New Experiments Physico-Mechanical, touching the Spring of the Air, and its Effects, (made, for the most part, in a new pneumatical engine)…
Oxford: Printed by H. Hall…for Tho. Robinson.1662
3 parts in 1 volume, 4to, pp. (xvi), 207; (xii), 122, (2) blank; (viii), 86, 85–98, (2) blank, 2 engraved plates (1 folding). Without the blank leaf m4 in part 3. Half-title, separate title-page to each part. Tear without loss in folding plate, two small wormtracks in extreme upper corner of second part diminishing to a single wormhole, otherwise a very nice copy. Contemporary calf, rebacked, red edges, fore-edges of front endpapers a little ragged.

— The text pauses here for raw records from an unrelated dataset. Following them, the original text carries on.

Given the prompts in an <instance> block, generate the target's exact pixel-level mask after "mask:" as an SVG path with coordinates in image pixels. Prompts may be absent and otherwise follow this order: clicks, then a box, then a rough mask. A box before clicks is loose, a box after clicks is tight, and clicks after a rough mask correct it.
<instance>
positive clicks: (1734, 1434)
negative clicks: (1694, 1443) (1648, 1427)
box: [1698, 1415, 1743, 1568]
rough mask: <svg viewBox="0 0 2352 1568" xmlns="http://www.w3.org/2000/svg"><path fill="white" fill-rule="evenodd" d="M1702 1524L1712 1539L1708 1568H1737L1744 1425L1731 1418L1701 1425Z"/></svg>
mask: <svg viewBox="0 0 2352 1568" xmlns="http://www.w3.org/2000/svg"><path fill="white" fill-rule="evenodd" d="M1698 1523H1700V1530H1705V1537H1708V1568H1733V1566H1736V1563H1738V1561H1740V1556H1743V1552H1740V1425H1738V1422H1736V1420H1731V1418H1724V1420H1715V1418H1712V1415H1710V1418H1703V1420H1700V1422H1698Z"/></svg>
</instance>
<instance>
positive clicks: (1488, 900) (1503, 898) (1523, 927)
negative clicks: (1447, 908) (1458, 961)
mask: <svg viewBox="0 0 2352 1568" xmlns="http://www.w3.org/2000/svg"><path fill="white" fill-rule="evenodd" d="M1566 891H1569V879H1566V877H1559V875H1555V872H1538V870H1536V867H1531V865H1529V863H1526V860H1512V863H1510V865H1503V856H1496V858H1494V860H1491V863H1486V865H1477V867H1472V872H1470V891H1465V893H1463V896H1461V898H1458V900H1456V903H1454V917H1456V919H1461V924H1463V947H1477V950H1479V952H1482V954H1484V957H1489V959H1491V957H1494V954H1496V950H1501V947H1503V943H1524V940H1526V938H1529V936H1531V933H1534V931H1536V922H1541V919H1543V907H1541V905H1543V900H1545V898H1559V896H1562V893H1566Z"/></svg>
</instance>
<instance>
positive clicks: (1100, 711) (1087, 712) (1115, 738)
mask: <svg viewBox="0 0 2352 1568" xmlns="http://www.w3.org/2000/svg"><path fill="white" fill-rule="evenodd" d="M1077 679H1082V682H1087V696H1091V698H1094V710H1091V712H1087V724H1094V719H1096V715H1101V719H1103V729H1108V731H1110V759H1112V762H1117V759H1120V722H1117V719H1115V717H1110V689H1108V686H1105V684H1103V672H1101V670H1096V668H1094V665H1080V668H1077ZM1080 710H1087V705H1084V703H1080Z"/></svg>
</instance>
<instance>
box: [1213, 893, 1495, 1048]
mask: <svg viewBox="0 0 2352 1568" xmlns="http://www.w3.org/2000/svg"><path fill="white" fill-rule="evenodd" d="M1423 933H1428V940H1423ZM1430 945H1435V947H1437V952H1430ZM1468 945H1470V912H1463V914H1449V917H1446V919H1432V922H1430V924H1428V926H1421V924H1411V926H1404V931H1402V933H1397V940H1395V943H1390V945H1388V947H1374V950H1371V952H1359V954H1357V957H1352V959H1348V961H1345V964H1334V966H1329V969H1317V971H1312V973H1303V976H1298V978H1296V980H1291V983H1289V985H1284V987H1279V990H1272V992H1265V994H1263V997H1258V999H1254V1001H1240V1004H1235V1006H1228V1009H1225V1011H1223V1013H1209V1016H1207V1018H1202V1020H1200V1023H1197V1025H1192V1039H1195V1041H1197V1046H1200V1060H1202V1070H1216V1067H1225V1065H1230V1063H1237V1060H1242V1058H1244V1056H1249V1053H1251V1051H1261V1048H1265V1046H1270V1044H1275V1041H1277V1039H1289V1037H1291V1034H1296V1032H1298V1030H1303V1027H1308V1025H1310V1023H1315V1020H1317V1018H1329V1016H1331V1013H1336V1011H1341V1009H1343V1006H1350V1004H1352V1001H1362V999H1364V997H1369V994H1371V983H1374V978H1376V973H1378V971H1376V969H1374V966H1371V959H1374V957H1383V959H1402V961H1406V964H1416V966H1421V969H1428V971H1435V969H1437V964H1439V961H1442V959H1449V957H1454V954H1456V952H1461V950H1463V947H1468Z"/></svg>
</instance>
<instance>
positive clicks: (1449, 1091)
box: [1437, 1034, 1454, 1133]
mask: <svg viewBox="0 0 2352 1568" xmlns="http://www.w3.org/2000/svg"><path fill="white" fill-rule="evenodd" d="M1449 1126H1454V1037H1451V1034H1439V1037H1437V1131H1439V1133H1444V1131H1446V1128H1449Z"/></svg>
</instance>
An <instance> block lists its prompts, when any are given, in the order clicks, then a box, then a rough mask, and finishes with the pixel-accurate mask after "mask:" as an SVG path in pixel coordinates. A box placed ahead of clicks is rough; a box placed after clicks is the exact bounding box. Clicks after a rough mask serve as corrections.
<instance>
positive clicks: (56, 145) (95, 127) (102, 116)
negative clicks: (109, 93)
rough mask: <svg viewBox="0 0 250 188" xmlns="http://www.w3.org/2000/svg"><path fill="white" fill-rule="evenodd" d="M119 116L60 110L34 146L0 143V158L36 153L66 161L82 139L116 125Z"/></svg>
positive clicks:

Second edition but the first announcement of Boyle’s law, relating to the inverse proportion of the volume and pressure of a gas, which was Boyle’s most important achievement in physics and one of the greatest contributions to physical science. Not only does Boyle here enunciate a fundamental law, but he supports it with the evidence of verifiable experiments. It exemplifies perfectly the methodology of what is now known as the experimental method of science: hypothesis tested by experimental proof, which Boyle was among the first to adopt. To this second edition Boyle added a defence of his views against attacks by Hobbes and Franciscus Linus, among others. “This second edition (here cited) is particularly important for what Boyle called an ‘hypothesis’ but what we know as ‘Boyle’s Law’: that the volume of air in a confined space varies inversely as the pressure. He demonstrated this by much experimental detail: with experiments on rarefaction performed by others, including Hooke, and on compression performed by himself” (PMM). Printing and the Mind of Man 143. Evans, Epochal Achievements, 28. Dibner 142. Horblit 15. Parkinson, Breakthroughs, 1662. G&M 666. Wing B3999. Fulton 14.